Airway Resistance and Respiratory Distress in Laryngeal Cancer: A Computational Fluid Dynamics Study

BACKGROUND Obstructive upper airway pathologies are a great clinical challenge for the airway surgeon. Protection against acute obstruction is critical, but avoidance of unnecessary tracheostomy must also be considered. Decision-making regarding airway, although supported by some objective findings, is largely guided by subjective experience and training. This investigation aims to study the relationship between clinical respiratory distress and objective measures of airway resistance in laryngeal cancer as determined by computational fluid dynamic (CFD) and morphometric analysis. METHODS Retrospective CT and clinical data were obtained for series of 20 cases, defined as newly diagnosed laryngeal cancer patients who required admission or urgent airway surgery, and 20 controls. Cases and controls were matched based on T-staging.
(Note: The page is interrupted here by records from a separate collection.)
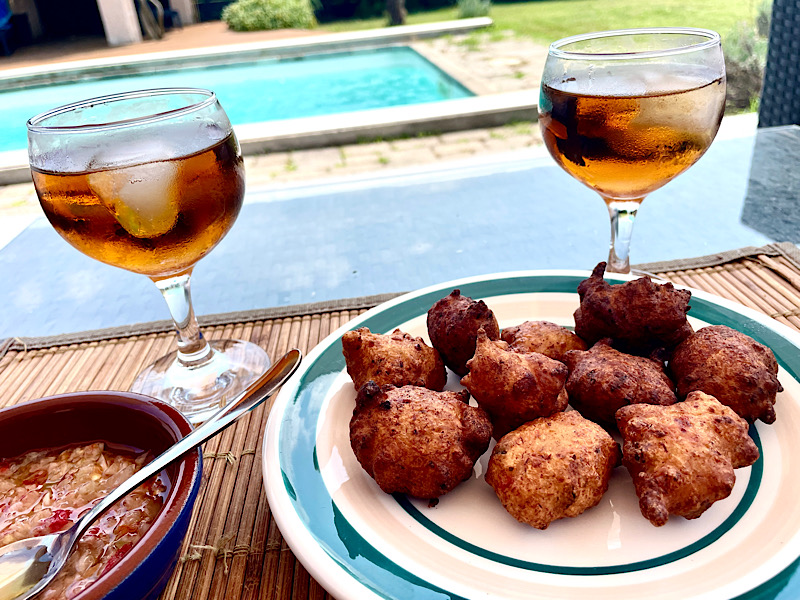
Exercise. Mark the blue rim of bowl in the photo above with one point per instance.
(366, 564)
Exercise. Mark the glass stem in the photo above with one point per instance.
(622, 213)
(193, 349)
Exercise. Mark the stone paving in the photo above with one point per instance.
(498, 60)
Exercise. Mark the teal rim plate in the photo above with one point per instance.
(359, 542)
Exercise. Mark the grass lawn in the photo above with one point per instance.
(549, 20)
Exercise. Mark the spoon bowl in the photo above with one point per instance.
(28, 565)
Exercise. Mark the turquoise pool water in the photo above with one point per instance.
(264, 90)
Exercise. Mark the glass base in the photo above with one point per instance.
(200, 391)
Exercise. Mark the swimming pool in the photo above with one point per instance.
(262, 90)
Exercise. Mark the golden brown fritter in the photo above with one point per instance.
(396, 359)
(732, 367)
(602, 379)
(682, 457)
(543, 337)
(415, 441)
(552, 467)
(638, 315)
(453, 324)
(513, 387)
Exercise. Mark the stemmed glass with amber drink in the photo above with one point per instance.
(626, 111)
(150, 181)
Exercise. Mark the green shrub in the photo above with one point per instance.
(745, 49)
(254, 15)
(473, 8)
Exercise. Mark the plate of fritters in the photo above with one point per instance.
(538, 465)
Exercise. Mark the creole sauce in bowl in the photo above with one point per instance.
(58, 455)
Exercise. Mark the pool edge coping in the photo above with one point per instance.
(280, 48)
(305, 133)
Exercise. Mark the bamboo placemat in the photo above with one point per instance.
(234, 550)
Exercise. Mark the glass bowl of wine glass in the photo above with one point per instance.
(150, 181)
(624, 112)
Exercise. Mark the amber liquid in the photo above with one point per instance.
(626, 146)
(156, 218)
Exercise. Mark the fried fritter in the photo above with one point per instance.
(416, 441)
(513, 387)
(732, 367)
(543, 337)
(453, 324)
(682, 457)
(553, 467)
(396, 359)
(638, 315)
(602, 380)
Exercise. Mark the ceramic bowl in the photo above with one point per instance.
(130, 420)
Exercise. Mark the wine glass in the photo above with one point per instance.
(625, 111)
(150, 181)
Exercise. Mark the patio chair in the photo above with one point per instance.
(5, 27)
(780, 95)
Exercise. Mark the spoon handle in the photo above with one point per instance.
(256, 392)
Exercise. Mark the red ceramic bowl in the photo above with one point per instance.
(131, 420)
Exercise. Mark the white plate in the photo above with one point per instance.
(359, 542)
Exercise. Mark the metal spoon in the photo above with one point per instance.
(28, 565)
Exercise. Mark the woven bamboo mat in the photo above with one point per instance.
(234, 549)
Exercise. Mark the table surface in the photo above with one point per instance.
(233, 549)
(407, 229)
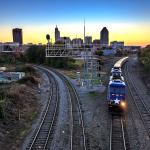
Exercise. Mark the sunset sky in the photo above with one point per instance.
(126, 20)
Image segmentation and morphometric analysis were first performed. Computational models based on the lattice Boltzmann method were then created and used to quantify the continuous mass flow, rigid wall, and constant static pressure inlet boundary conditions. RESULTS The analysis demonstrated a significant relationship between airway resistance and acute obstruction (OR 1.018, 95% CI 1.001-1.045). Morphometric analysis similarly demonstrated a significant relationship when relating measurements based on the minimum cross-section, but not on length of stenosis. Morphometric measurements also showed significance in predicting CFD results, and their relationship demonstrated that airway pressures increase exponentially below 2.5 mm. Tumor subsite did not show a significant difference, although the glottic subgroup tended to have higher resistances. CONCLUSION Airway resistance analysis from CFD computation correlated with presence of acute distress requiring emergent management. Morphometric analysis showed a similar correlation, demonstrating a radiologic airway assessment technique on which future risk estimation could be performed. LEVEL OF EVIDENCE 4 (case-control study) Laryngoscope, 2023.